Thanks for your inquiry. Please note that performance and memory usage all depend on complexity and size of the documents you are generating. While rendering a document to fixed page formats (e.g. PDF), Aspose.Words needs to build two model in the memory – one for document and the other for rendered document.

In terms of memory, Aspose.Words does not have any limitations. If you’re loading huge Word documents into Aspose.Words’ DOM, more memory would be required. This is because during processing, the document needs to be held wholly in memory. Usually, Aspose.Words needs 10 times more memory than the original document size to build a DOM in the memory.

We’re always working on improving performance; but, rendering will be always running slower than simple saving to flow formats (e.g. doc/docx).

truongminhlong:

My question is: Is there a way to release memory manually when ConvertTo finishes instead of GarbageCollector?

- 2nd issue: doc --> pdf tooks more than 1 hours and still not finishes

When the document is closed, all the DOM data is purged from memory during the next garbage collector cycle.

truongminhlong:

- 2nd issue: doc --> pdf tooks more than 1 hours and still not finishes

My question is: Does it has timeout option ?

Thread.Abort method is unsafe way for interrupt Aspose.Words execution. Aspose.Words has special interruption way using class InterruptionToken. Please use following code examples to achieve your requirement.

Hope this helps you.

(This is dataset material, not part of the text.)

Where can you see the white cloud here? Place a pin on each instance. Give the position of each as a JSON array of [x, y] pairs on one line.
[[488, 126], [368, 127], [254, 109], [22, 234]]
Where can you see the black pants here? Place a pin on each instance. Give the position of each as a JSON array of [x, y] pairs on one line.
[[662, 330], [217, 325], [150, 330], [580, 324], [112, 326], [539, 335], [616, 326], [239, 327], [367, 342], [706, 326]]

Please let us know if you have any more queries.

/// 
/// My Aspose document.
/// 
public class MyDocument : Aspose.Words.Document
{
    public MyDocument(string fileName) : base(fileName) { }

    public bool TryToSave(string fileName, int timeout)
    {
        InterruptionToken token = new InterruptionToken();
        bool finished = SaveWithTimeout(token,
        () =>
        {
            token.BindToCurrentThread();
            try
            {
                Save(fileName);
            }
            catch (Exception ex)
            {
                Console.WriteLine("Interrupted");
            }
        }, timeout);
        return finished;
    }

    private bool SaveWithTimeout(InterruptionToken token, ThreadStart threadStart, int timeout)
    {
        Thread workerThread = new Thread(threadStart);
        workerThread.Start();
        bool finished = workerThread.Join(timeout);
        if (!finished)
        {
            token.Interrupt();
        }
        return finished;
    }
}
MyDocument myDoc = new MyDocument(MyDir + "in.docx");
bool done = myDoc.TryToSave(MyDir + "Out.pdf", 1000);
Console.WriteLine(done? "Converted" : "Interrupted by timeout.");

Thanks you for your reply.
“When the document is closed, all the DOM data is purged from memory during the next garbage collector cycle.”

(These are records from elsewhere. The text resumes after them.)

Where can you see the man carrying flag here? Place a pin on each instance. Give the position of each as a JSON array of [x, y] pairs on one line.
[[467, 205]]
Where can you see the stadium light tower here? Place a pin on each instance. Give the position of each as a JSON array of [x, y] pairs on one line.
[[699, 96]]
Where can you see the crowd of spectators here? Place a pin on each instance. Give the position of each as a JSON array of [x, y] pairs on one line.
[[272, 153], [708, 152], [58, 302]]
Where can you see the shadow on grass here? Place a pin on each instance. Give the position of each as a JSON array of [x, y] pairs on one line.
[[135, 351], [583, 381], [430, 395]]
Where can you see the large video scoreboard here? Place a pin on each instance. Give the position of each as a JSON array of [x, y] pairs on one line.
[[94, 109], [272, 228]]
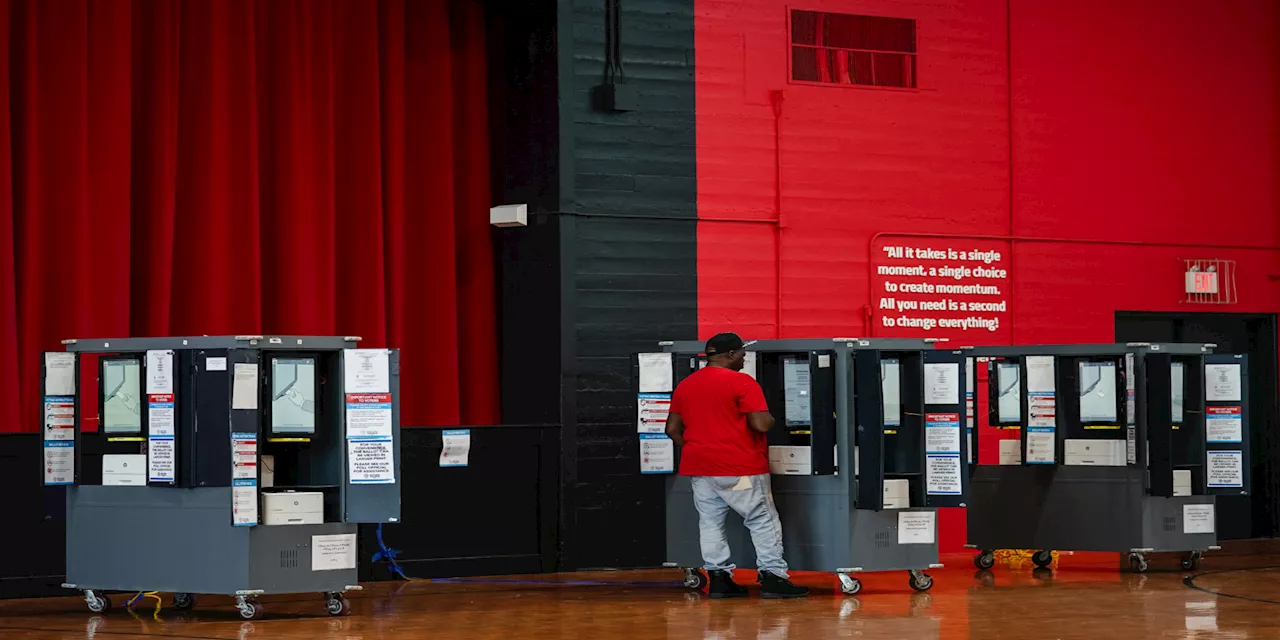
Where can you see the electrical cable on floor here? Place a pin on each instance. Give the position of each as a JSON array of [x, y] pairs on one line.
[[389, 556], [146, 594]]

Does it mean that the document is close when this code execute “doc.Save(…);” ?
Because this file’s DOM data took 1000MB in RAM, I want to manually release memory after doc.Save(…) ; Is there anyway to release manually release DOM data?

Hi there,

Thanks for your inquiry. Please note that the memory may not be released until you close the application. You may call GC.Collect method after saving the document. Note that Aspose.Words has some internal static objects which remain live after GC.Collect because these static fields are GC root.

Please let us know if you have any more queries.